We call a set equipped with a binary operation which satisfies properties 1-4 a group. If the 5th property is satisfied as well we call it a commutative (Abelian) group. For addition, it is the basic algebraic structure in which the equation \(n + x = m\) can always be solved.

Set of rational numbers#

We can easily define another binary operation on the set \(\mathbb{N}\): multiplication \(\times\) or \(\cdot\) by defining \(n \times m = \underbrace{n + n + \dots + n}_m\).

We can extend multiplication to the set \(\mathbb{Z}\) as well. We will again state without proof, but the reader can easily check this, that multiplication on \(\mathbb{N}\) and \(\mathbb{Z}\) is associative, commutative, distributive over addition \((a (b +c) = ab + ac)\) and it has a neutral element 1 such that \(n \times 1 = 1 \times n = n\).

Let us now consider the solution to the equation \(n \times x = 1\) for \(n \in \mathbb{Z}\). We find that the solution exists in \(\mathbb{Z}\) only for \(n = 1\). The number \(x\) for which \(nx = 1\) is called the multiplicative inverse or the reciprocal of \(n\) and we denote it by \(n^{-1} = \frac{1}{n}\).

To solve a general equation of the form \(nx = m\) where \(n, m \in \mathbb{Z}, n \neq 0\) we would therefore like to expand the set \(\mathbb{Z}\) such that it includes all solutions of that equation.
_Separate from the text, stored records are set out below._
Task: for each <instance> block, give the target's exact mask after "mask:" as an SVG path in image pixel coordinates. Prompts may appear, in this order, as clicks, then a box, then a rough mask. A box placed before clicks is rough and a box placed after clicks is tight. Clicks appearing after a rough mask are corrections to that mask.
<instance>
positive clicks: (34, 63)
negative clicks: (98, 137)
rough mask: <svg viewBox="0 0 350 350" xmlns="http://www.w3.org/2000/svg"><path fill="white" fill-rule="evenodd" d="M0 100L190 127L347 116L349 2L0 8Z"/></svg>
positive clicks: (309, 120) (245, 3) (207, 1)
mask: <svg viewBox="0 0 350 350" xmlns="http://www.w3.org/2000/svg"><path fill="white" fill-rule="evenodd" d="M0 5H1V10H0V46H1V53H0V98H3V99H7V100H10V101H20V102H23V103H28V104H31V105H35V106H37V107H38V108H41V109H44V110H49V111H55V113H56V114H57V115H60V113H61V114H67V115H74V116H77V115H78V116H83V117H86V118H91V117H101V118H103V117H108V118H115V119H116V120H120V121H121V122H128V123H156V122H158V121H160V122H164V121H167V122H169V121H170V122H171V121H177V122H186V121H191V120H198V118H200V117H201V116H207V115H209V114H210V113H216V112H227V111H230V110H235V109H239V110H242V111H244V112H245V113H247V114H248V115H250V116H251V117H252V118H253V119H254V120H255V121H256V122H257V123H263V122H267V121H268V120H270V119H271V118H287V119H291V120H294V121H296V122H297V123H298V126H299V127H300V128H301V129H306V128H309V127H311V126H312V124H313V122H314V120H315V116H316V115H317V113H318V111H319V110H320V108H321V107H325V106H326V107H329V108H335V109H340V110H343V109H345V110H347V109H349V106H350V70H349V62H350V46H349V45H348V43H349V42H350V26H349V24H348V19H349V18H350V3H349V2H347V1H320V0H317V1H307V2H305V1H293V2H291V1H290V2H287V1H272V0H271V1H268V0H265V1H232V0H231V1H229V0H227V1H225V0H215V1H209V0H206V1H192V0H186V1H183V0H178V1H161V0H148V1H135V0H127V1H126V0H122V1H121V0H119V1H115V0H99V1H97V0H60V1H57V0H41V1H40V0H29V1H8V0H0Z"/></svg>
By doing this we have formed the set of rational numbers \(\mathbb{Q}\):

\[ \mathbb{Q} = \{ \frac{m}{n}, \quad n, m \in \mathbb{Z}, n \neq 0 \}. \]

What we have now achieved is very important. The set of rational numbers without zero equipped with multiplication \((\mathbb{Q}, \times)\) is also a commutative group, so we can always solve the equation of the form \(nx = m\). Remember that zero does not have a reciprocal, so division by zero is impossible. Furthermore, multiplication distributes over addition and \((\mathbb{Q}, +)\) is also a commutative group. We call a set with these properties \((\mathbb{Q}, +, \times)\) a field.

Set of real numbers#

If we were to represent certain numbers on a number line we could find that not all numbers are in \(\mathbb{Q}\). The simplest example would be the length of a diagonal of a unit square, i.e. \(\sqrt{2}\). There are no \(m, n \in \mathbb{Z}\) such that \(\frac{m}{n} = \sqrt{2}\), i.e. we cannot construct it as a ratio of integers. We call such numbers irrational numbers.

We therefore expand our set \(\mathbb{Q}\) to include irrational numbers. By doing that we form a set of real numbers and we denote it by \(\mathbb{R}\). Now all points on the number line are elements of \(\mathbb{R}\).